Микулка раздул печь, поискал по горшкам снедь, украдкой подцепил пару вчерашних блинов, заглянул в чан с борщом, стараясь углядеть аппетитный мосол, но мосла там не было, только желтая корка застывшего жира.
– Ты чего по горшкам лазишь, негодник! – прокряхтел, поднимаясь с лавки Зарян. – Ставь на жар! Холодное есть, все равно как в канаву вылить. Ни вкусу, ни проку. Перевод один.
Микулка поспешно загремел посудой, не хотел с утра пораньше гневить старика.
– Дед Зарян… – вкрадчиво начал он. – А сколько раз Вы обещались к ромеям пойти? Уже и масло на исходе, и муки надо бы прикупить, и крупы.
– Засиделся? И то верно… – кивнул хозяин. – Негоже молодому хлопцу взаперти сидеть, чай не красна девица. Сегодня и сходим, раз не терпится…
– А как добро донесем? Это ж не меньше трех мешков! Или ромеи за деньги сами доставят?
– За деньги они куда хочешь доставят, да только делать им тут нечего. Было бы добро, а как донесть, авось сами придумаем.
Завтракал Микулка спешно, глотал кусками, не прожевывая, да только зря спешил, дед кушал неторопливо, с удовольствием купал нос в плошке с борщом, сопел, причмокивал.
– Кхе… Молодой ты, Микулка, аж завидно. – ухмылялся Зарян, утирая тряпицей рот. – У тебя столько всего впереди, что ты радостей под ногами не замечаешь, а все гонишься за ними невесть куда. Ромеев узреть спешишь, а от простой радости, покушать всласть, отказываешься.
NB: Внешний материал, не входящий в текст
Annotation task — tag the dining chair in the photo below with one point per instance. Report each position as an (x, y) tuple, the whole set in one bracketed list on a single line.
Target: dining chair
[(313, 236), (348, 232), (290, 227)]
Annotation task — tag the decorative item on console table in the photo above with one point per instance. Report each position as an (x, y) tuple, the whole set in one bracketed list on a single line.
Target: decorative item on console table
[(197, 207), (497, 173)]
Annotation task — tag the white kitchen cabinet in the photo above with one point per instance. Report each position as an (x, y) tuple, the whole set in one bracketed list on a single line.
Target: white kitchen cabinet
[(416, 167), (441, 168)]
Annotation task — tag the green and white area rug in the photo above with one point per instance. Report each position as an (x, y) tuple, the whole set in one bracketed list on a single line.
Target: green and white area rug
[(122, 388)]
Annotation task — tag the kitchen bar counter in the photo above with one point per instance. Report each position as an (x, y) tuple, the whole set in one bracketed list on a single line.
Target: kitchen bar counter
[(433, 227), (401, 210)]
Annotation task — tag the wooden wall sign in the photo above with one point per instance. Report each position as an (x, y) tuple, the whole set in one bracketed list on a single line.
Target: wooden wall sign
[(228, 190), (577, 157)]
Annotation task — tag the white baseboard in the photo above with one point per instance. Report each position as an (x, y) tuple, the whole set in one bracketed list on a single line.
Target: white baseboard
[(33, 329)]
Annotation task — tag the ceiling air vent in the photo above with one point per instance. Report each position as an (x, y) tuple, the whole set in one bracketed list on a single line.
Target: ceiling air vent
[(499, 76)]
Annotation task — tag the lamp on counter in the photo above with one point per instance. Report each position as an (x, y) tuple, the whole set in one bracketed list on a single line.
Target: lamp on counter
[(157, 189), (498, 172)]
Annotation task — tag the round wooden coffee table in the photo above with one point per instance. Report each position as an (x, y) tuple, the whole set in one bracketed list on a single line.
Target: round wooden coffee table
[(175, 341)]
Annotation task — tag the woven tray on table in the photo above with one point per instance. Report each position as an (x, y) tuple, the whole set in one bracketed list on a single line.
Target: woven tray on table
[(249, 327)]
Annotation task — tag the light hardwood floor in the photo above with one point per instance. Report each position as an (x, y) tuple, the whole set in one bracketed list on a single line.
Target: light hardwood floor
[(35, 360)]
– Так покушать я еще успею! А ромеев я досель не видывал, это новое, не изведанное.
– Вот и я о том. Много у тебя впереди неизведанного, а у меня все позади уже.
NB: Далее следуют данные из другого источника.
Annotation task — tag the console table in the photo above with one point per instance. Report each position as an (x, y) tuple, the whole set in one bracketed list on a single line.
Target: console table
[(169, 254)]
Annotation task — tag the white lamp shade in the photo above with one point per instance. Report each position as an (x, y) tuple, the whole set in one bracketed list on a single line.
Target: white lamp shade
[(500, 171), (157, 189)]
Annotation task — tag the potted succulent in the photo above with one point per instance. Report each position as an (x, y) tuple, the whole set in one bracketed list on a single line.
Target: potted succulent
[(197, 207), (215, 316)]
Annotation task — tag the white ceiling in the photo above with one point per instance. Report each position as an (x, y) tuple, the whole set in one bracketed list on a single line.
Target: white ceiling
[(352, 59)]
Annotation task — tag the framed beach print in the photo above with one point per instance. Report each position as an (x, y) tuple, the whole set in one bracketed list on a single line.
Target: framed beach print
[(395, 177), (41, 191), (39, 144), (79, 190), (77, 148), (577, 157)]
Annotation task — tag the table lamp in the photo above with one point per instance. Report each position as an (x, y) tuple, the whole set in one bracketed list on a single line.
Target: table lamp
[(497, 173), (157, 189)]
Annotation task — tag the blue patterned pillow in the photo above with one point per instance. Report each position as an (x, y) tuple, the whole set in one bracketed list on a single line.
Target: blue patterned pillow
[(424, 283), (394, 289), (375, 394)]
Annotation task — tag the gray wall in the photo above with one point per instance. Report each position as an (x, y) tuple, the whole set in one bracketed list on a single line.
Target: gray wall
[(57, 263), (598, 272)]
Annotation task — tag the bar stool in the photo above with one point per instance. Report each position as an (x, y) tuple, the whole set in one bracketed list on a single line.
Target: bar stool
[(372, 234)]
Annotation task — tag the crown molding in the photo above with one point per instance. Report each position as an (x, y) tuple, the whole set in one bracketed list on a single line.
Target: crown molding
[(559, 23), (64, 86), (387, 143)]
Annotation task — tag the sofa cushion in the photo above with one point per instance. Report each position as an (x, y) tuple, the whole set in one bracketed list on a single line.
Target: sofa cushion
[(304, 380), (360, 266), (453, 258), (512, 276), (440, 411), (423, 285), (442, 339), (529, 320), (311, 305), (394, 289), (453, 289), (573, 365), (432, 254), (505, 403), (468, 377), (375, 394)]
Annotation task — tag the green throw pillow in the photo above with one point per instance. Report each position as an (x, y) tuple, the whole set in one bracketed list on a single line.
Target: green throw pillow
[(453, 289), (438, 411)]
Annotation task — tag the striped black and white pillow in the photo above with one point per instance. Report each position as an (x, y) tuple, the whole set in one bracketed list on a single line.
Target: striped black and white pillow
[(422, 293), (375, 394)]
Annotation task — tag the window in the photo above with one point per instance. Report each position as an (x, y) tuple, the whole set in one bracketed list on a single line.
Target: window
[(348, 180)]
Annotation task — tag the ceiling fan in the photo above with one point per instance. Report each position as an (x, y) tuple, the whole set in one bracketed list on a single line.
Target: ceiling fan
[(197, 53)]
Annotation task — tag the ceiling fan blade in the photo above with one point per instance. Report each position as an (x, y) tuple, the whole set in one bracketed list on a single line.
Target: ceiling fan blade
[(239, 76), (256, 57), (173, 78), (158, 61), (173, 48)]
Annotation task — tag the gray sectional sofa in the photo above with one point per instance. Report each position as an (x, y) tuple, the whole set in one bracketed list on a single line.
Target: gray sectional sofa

Утро выдалось жарким, от утренней изморози только пар к небесам поднимался. Зарян порылся в сундуке, достал увесистый кошель, привязал к поясу, прихватил пустых полотняных мешков, завернул блинов на дорогу и догнал Микулку у кромки леса.
Они пошли, раздвигая руками ветви, уминая ногами мягкий ковер прелых листьев. Тропы на восток не было, пришлось поначалу продирпться напролом, дорога ведущая на север, осталась позади избушки, а на юг, к Велик-Камню, вела знакомая горная стежка. А в эту сторону Микулка еще не хаживал, даже охотились они с дедом южнее, ближе к морю.
Зарян не взял никакого оружия, да у него кроме охотничьего неповоротливого лука ничего и не было, только опирался на свой суковатый посох, который называл по своему – шалапугой. Микулка и посоха не взял, ноги крепкие, а коль кого отходить, так дубина завсегда найдется. Была бы спина!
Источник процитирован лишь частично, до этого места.